George Tabb’s first book, Playing Right Field, was a simultaneously funny and heartbreaking account of his childhood in Connecticut. That book follows Tabb’s early life as an outsider – the seemingly lone Jew in Greenwich, CT – whose suffering at the hands of his classmates was a pleasant diversion compared to his home life.

Surfing Armageddon picks up where Playing Right Field leaves off, with a teenage Tabb and his dysfunctional family moving to Florida so his sadistic father could realize his whacked-out dream of recreating the Tara plantation from Gone With The Wind. Tabb, meanwhile, now faces the awkwardness and humiliations of high school life, his problems compounded by an idiot-like naivety toward sex and drugs, and again being the only Jew – and also now a hated northern Yankee – in the vicinity.
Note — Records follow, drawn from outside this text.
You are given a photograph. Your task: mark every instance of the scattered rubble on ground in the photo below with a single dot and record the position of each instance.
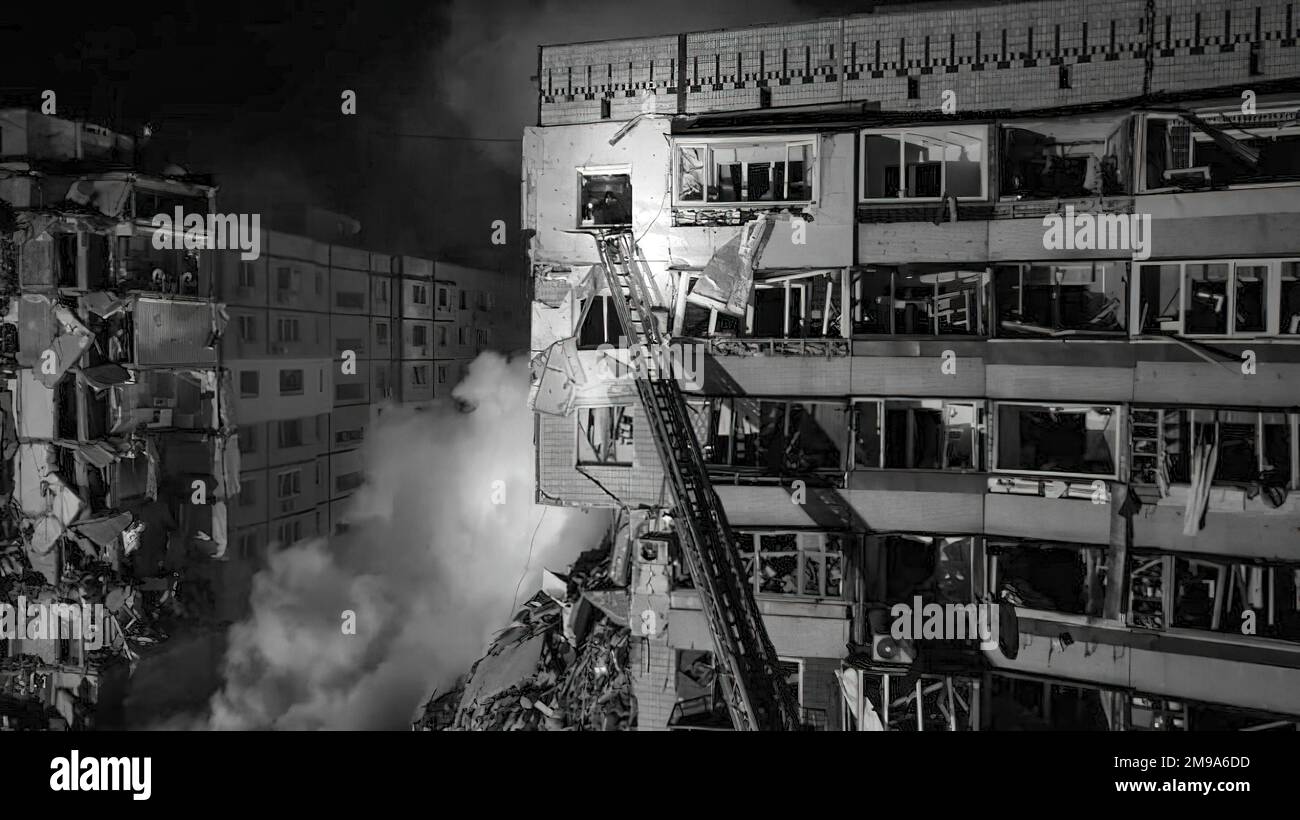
(560, 666)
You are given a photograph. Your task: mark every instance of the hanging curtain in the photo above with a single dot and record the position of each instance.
(1203, 464)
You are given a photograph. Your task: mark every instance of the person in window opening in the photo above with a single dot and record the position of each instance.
(610, 211)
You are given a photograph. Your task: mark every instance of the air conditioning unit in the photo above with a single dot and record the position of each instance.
(1194, 177)
(885, 649)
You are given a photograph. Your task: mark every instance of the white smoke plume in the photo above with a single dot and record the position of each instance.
(429, 565)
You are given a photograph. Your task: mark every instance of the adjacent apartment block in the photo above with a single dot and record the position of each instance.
(117, 460)
(321, 338)
(996, 303)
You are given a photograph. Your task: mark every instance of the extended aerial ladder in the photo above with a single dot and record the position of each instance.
(755, 693)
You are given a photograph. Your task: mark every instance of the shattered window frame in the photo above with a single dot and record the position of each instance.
(291, 386)
(250, 387)
(882, 407)
(603, 178)
(889, 287)
(615, 426)
(289, 484)
(750, 433)
(1053, 278)
(1110, 435)
(818, 556)
(1164, 435)
(287, 329)
(702, 170)
(798, 320)
(1278, 307)
(289, 433)
(1181, 152)
(1091, 597)
(906, 137)
(1039, 166)
(1231, 589)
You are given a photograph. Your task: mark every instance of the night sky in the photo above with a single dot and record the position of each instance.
(251, 92)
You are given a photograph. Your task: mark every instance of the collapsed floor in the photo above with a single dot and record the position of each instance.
(560, 666)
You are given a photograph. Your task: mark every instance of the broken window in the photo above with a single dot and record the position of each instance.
(924, 164)
(1290, 302)
(606, 200)
(1077, 156)
(1040, 299)
(1034, 704)
(1222, 595)
(1049, 576)
(599, 324)
(1253, 447)
(917, 434)
(919, 300)
(1214, 595)
(289, 484)
(291, 433)
(1221, 148)
(802, 306)
(605, 435)
(752, 170)
(771, 437)
(1222, 298)
(287, 330)
(1060, 439)
(807, 564)
(290, 382)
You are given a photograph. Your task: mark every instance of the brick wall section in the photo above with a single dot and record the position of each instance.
(559, 481)
(1005, 56)
(653, 681)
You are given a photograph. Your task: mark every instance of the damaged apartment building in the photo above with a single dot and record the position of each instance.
(902, 385)
(323, 337)
(118, 455)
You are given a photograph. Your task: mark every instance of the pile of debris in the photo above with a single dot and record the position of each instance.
(560, 666)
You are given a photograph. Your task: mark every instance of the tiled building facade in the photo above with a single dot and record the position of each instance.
(923, 384)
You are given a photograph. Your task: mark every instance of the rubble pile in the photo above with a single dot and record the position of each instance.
(562, 666)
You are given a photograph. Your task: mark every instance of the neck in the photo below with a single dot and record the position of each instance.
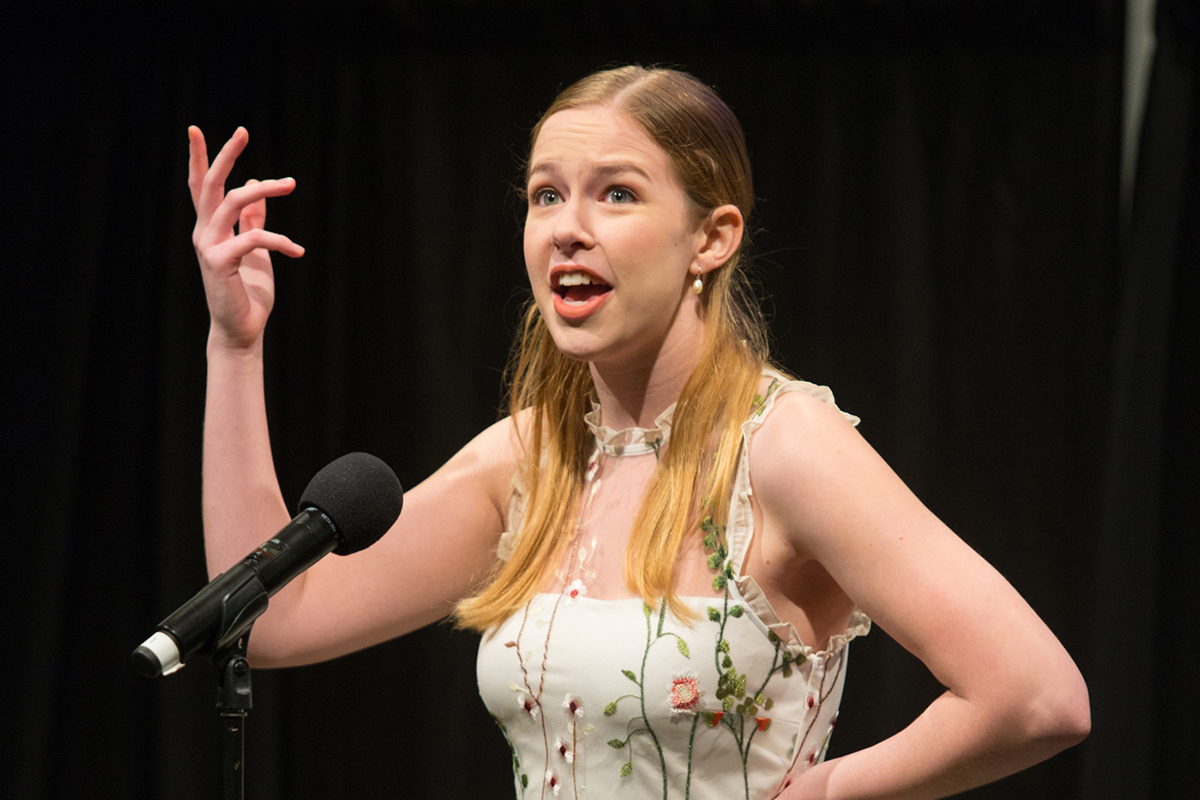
(633, 394)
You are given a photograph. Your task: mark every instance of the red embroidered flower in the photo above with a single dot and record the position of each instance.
(684, 693)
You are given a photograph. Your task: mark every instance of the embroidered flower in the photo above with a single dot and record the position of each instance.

Tabb’s stories are poignant and sometimes wrenching, but often tempered by cringe-worthy comedy. It’s trademark Tabb – a mix of sadness and sweetness, frank honesty and funny self-deprecation, and a remarkable memory for the details that tell an engaging narrative. Tabb’s style also hasn’t changed – he writes with short sentences and paragraphs, sometimes only one-word long, which can either sound endearingly child-like or like an irritating hiccup. But it’s clearly his voice and you’ll read it just as he tells it – with tears and laughter.